Montag, 29. Juni 2015

SEINSORIENTIERTE KÖRPERTHERAPIE (3)




Auch das von Pearsall im obigen Zitat benannte Element einer „feinstofflichen Energie“ knüpft letztlich an Reich und seinen Orgon-Begriff an. Dieser ist Pearsall offenbar nur unzureichend bekannt. Der Traditionslinie der auf Reich basierenden modernen Körpertherapien ist die Vorstellung einer zellulären Erinnerungsfähigkeit durchaus vertraut und ist tausendfach in der Praxis bestätigt worden. Das neue Element, das hier eingeführt wird, fndet sich in der These, dass es das menschliche Herz ist, welches die Matrix, den Code dieser lebensenergetischen individuellen Basisinformation enthält. Pearsall spezifiziert diese Vorstellung folgendermaßen:

„Jede Zelle ist buchstäblich ein energiegeladenes Miniaturherz, in dem es summt wie in einem Bienenstock. Die ultimative bio-medizinische Selbsttäuschung wäre die Überzeugung, dass der Körper lediglich aus fester Materie und flüssigen Substanzen besteht, durch den Körper gepumpt von einem Herzen ohne Bewusstsein, und einem machtvollen, bewussten Gehirn, das mehr oder weniger die alleinige Kontrolle über das gesamte System besitzt. Die Energiekardiologie betont gleichwohl, dass nicht das Gehirn, sondern das Herz dieses System durch eine Form der spirituellen Info-Energie zusammenhält: ein zeitweiliges, sich fortwährend wandelndes Zellgedächtnis, das wir als »Selbst« bezeichnen. Dieses ‚Selbst’ ist die dynamische Gestalt von Informationen, verschlüsselt in einem Code, der unsere Seele repräsentiert..“ [Pearsall 1999, S. 180 f.]
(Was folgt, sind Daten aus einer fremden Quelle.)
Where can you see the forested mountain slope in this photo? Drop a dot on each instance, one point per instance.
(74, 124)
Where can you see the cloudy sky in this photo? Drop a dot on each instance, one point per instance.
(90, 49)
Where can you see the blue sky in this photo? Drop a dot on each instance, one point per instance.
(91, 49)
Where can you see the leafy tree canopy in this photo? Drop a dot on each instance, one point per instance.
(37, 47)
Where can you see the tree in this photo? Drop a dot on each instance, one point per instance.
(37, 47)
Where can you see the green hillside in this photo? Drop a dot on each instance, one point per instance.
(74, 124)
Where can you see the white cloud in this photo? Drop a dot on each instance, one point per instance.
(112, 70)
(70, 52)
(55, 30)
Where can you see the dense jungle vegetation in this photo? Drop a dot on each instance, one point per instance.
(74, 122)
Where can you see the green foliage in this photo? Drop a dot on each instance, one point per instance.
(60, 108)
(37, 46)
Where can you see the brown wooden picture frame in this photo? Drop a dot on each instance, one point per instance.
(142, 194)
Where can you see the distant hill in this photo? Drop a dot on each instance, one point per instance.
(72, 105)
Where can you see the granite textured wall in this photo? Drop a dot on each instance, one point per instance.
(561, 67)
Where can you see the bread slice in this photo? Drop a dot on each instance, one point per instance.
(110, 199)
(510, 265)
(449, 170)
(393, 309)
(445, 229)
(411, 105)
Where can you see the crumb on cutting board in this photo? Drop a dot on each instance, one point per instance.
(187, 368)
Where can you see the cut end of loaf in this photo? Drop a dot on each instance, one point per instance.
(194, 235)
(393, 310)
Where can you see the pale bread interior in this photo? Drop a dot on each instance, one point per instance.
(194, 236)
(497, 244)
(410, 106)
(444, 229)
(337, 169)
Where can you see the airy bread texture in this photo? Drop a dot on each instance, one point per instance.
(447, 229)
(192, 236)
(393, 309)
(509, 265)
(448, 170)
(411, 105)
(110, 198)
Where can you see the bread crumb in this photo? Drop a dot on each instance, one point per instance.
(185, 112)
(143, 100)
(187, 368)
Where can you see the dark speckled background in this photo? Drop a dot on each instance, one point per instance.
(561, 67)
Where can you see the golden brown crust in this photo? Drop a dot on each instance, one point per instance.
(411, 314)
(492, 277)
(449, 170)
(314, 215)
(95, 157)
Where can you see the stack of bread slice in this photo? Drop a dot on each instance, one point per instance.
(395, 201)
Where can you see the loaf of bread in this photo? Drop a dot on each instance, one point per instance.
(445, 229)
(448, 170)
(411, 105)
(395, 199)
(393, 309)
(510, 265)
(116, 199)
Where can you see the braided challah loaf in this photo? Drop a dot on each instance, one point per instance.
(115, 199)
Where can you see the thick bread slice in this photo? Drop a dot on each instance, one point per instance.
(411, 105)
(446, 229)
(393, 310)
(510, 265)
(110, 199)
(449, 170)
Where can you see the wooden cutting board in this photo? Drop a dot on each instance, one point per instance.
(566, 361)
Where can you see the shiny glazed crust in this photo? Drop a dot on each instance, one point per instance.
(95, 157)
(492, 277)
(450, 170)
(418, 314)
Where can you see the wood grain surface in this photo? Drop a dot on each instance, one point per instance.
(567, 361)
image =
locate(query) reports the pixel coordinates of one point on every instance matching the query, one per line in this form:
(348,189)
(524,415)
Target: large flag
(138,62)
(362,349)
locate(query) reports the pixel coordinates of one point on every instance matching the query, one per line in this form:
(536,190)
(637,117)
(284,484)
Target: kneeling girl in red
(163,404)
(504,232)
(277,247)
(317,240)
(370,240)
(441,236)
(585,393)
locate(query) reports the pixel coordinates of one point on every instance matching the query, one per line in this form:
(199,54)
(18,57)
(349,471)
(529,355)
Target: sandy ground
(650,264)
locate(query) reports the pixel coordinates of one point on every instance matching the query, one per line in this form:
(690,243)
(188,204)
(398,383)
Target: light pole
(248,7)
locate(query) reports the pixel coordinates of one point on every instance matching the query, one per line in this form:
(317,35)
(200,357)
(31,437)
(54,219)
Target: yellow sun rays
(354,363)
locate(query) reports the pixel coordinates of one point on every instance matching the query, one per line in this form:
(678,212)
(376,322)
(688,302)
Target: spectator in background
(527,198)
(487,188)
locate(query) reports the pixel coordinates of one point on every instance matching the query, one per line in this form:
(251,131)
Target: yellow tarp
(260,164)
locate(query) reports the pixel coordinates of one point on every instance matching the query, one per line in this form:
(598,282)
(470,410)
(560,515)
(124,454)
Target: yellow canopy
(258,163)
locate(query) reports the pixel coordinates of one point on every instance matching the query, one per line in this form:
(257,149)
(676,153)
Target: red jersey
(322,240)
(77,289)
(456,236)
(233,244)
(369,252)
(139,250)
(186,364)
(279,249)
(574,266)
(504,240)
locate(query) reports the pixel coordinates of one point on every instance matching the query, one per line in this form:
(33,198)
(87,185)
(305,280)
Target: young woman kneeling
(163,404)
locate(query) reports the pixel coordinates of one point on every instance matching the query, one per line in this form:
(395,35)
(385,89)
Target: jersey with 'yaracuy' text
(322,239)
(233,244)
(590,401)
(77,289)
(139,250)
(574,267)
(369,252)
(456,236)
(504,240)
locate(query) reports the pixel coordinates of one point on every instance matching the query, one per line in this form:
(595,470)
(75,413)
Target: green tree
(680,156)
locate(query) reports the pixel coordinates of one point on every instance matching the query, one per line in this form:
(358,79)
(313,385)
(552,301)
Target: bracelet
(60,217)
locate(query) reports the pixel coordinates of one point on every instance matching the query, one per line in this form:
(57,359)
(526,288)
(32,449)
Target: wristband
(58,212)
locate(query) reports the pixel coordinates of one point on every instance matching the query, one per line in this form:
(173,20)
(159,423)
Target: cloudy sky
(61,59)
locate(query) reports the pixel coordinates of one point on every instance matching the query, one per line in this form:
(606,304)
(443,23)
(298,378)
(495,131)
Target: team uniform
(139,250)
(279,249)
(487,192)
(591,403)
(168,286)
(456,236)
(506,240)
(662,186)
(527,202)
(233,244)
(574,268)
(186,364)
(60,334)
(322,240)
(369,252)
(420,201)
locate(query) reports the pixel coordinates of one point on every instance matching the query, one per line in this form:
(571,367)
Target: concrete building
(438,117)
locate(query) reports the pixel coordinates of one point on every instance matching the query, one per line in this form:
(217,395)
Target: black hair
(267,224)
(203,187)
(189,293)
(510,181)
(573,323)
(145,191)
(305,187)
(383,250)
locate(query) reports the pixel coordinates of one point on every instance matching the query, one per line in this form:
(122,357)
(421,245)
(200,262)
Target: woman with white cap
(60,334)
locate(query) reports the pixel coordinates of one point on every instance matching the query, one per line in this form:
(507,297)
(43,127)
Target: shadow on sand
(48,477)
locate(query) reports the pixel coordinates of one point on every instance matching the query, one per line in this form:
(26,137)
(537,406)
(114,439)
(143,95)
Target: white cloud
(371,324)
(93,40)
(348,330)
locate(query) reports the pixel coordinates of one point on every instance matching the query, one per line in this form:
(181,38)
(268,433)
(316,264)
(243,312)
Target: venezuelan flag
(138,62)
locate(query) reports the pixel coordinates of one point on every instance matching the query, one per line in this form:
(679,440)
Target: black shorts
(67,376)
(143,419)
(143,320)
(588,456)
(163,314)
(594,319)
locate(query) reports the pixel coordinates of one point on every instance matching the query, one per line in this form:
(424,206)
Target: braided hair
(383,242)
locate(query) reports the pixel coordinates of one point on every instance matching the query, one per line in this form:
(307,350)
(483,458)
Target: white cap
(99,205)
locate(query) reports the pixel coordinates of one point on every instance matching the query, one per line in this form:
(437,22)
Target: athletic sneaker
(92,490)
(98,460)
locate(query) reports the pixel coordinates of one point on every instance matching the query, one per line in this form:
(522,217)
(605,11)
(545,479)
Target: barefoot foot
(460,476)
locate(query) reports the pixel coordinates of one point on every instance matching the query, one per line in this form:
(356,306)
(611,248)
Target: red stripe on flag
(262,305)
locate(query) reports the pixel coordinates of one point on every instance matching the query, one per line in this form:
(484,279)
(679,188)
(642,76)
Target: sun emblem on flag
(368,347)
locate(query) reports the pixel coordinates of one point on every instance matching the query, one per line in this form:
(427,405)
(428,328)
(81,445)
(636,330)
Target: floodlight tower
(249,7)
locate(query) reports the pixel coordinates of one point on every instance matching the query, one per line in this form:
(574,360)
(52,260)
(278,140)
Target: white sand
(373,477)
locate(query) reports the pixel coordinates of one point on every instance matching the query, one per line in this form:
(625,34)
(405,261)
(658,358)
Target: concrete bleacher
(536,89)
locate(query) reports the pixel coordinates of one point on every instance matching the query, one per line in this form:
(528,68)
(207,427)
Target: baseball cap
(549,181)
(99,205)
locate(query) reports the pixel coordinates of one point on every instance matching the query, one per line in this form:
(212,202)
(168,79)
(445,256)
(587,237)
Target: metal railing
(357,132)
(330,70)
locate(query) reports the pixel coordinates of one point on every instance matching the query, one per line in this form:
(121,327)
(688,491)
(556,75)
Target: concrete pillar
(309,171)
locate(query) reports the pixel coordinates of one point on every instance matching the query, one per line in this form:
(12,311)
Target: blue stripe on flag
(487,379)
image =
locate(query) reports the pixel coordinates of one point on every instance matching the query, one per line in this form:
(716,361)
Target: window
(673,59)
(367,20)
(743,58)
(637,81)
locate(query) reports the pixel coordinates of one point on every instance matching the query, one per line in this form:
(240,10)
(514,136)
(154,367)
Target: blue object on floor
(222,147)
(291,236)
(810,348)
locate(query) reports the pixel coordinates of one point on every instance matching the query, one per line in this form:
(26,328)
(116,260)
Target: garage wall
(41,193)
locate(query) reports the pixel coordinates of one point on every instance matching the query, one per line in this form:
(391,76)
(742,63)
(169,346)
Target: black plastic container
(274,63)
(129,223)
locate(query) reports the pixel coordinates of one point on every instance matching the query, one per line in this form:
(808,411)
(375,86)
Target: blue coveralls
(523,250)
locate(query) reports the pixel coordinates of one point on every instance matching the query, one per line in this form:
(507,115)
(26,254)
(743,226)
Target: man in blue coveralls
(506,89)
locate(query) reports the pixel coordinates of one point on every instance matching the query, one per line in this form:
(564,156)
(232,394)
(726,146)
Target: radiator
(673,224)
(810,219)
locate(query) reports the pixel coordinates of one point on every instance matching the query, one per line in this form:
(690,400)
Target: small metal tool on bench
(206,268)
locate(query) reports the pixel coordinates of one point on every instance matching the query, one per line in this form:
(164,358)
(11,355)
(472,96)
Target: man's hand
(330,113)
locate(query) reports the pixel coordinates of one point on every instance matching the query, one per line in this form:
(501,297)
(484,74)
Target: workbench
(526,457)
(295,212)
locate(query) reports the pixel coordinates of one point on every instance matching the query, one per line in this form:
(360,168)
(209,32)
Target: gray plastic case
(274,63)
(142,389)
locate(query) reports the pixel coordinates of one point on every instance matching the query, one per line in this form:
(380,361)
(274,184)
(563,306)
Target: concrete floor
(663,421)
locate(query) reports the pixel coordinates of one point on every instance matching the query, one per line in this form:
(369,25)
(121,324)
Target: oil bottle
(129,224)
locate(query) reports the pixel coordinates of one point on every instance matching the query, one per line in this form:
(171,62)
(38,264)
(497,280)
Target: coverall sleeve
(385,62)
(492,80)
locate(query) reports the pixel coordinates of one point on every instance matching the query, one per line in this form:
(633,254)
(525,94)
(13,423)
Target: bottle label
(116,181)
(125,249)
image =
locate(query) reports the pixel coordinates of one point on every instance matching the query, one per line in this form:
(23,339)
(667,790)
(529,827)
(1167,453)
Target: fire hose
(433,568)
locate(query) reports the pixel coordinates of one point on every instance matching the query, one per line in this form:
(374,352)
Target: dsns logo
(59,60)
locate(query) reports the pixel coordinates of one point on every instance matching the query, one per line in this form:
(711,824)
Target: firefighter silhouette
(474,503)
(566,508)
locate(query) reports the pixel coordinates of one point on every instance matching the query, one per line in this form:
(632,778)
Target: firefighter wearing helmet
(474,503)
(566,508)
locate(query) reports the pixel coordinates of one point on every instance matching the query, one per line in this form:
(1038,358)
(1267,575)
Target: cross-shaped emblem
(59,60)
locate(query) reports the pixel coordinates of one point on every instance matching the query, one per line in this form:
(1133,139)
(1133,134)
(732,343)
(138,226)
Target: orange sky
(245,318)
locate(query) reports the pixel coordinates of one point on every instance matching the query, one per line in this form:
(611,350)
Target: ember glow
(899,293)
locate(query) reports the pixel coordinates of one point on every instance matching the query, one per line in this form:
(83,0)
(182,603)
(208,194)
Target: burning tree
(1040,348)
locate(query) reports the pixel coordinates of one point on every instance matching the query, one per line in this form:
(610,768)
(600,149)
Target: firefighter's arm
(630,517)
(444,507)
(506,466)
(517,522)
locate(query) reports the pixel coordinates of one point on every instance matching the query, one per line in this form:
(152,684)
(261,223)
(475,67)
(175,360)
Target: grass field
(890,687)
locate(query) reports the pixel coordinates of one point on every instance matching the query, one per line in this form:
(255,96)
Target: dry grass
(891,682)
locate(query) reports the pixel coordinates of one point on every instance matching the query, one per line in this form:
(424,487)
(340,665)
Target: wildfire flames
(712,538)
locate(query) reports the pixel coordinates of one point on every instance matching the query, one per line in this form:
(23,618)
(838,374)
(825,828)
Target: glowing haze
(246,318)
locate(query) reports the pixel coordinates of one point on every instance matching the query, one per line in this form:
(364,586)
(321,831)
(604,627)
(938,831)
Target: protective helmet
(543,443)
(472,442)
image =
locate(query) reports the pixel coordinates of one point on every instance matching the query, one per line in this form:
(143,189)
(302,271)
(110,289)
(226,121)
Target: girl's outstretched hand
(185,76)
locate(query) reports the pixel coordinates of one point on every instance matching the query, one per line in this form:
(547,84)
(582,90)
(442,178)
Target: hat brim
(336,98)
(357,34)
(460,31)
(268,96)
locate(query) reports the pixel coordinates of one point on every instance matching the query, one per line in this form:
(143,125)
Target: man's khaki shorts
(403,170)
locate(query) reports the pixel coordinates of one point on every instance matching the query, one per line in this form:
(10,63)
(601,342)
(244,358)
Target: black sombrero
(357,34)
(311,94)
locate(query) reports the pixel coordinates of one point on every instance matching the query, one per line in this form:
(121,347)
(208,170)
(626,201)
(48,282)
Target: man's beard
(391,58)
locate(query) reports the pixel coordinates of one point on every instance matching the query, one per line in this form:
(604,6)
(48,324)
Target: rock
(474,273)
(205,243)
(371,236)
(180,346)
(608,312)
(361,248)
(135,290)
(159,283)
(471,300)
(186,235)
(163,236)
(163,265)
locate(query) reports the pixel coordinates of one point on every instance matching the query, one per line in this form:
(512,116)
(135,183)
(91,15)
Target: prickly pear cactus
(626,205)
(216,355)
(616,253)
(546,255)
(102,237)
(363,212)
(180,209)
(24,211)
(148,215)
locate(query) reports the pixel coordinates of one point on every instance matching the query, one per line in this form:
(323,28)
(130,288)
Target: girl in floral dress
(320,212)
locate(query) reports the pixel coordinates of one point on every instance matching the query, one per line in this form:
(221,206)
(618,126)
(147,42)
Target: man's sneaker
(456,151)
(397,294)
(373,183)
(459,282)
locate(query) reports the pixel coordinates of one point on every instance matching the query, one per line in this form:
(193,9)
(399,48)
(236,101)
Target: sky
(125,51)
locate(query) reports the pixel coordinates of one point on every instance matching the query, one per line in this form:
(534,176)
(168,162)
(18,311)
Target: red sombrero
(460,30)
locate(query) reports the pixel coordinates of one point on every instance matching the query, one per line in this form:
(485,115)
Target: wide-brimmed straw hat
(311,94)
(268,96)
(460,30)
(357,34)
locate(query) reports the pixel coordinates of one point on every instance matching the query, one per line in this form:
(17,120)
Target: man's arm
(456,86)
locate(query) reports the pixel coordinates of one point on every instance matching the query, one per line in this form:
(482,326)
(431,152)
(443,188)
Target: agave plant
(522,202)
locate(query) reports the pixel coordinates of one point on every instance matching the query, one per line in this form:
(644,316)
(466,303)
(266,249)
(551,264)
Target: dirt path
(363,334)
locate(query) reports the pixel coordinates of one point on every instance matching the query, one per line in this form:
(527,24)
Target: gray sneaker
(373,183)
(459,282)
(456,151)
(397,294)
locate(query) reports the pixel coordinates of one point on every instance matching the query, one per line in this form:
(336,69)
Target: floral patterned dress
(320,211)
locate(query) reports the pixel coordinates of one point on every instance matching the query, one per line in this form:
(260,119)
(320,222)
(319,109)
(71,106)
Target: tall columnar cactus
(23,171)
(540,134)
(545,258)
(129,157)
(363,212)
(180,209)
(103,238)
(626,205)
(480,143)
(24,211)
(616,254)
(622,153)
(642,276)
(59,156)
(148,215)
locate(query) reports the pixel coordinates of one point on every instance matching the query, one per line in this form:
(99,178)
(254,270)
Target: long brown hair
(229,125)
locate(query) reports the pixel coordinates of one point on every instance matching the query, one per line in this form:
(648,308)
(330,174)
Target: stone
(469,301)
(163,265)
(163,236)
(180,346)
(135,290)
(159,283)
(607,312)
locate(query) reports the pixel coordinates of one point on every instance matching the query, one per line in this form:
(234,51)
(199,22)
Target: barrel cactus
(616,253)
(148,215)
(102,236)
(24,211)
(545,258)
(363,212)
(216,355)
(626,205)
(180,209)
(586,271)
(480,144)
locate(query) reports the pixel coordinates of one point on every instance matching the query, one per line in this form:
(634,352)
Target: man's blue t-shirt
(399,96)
Bemerkenswert an diesen Ausführungen ist vor allem der Versuch Pearsalls, den Begriff des Selbst organismisch  zu erfassen: Das Selbst als individueller Herzcode, als einzigartige individuelle und dynamische Gestalt von Informationen, die unser Leben und Seelenleben bestimmt.
Dieser Selbstbegriff verfügt über die besondere Eigenschaft einer ontologischen Substanz, sofern sie das Leben des einzelnen Menschen betrifft. Das Selbst wird geboren und das Selbst erhält sich gleichermaßen als Konstante. Das Selbst bleibt vom ersten bis zum letzten Herzschlag der individuelle Seinskern, das Wesen des Menschen, unabhängig davon, was auch immer er an Anstrengungen unternimmt, dieser Tatsache zu entfliehen oder von ihr abzulenken.

Das Selbst besitzt, unabhängig von seinen Eigenschaften wie Dynamik, Wachstum, Entwicklung eine Konstanz, die sowohl in seiner organismischen Realität als in ihrer mehr oder weniger individuellen Wahrnehmung begründet liegt. Gelingt es, zu dieser Konstanz der in uns wirkenden Lebensenergie eine – bejahende – Beziehung zu entwickeln, dann treten wir in Kontakt mit jenen Tiefen unserer Existenz, welche wir als Seinsebene bezeichnen können. Eine Ebene, die sich häufig im Nebel einer  am Machen orientierten Kultur verliert und den Menschen damit von den Wurzeln seines Selbst und den in ihn ihm existierenden Potentialen entfernt oder abschottet.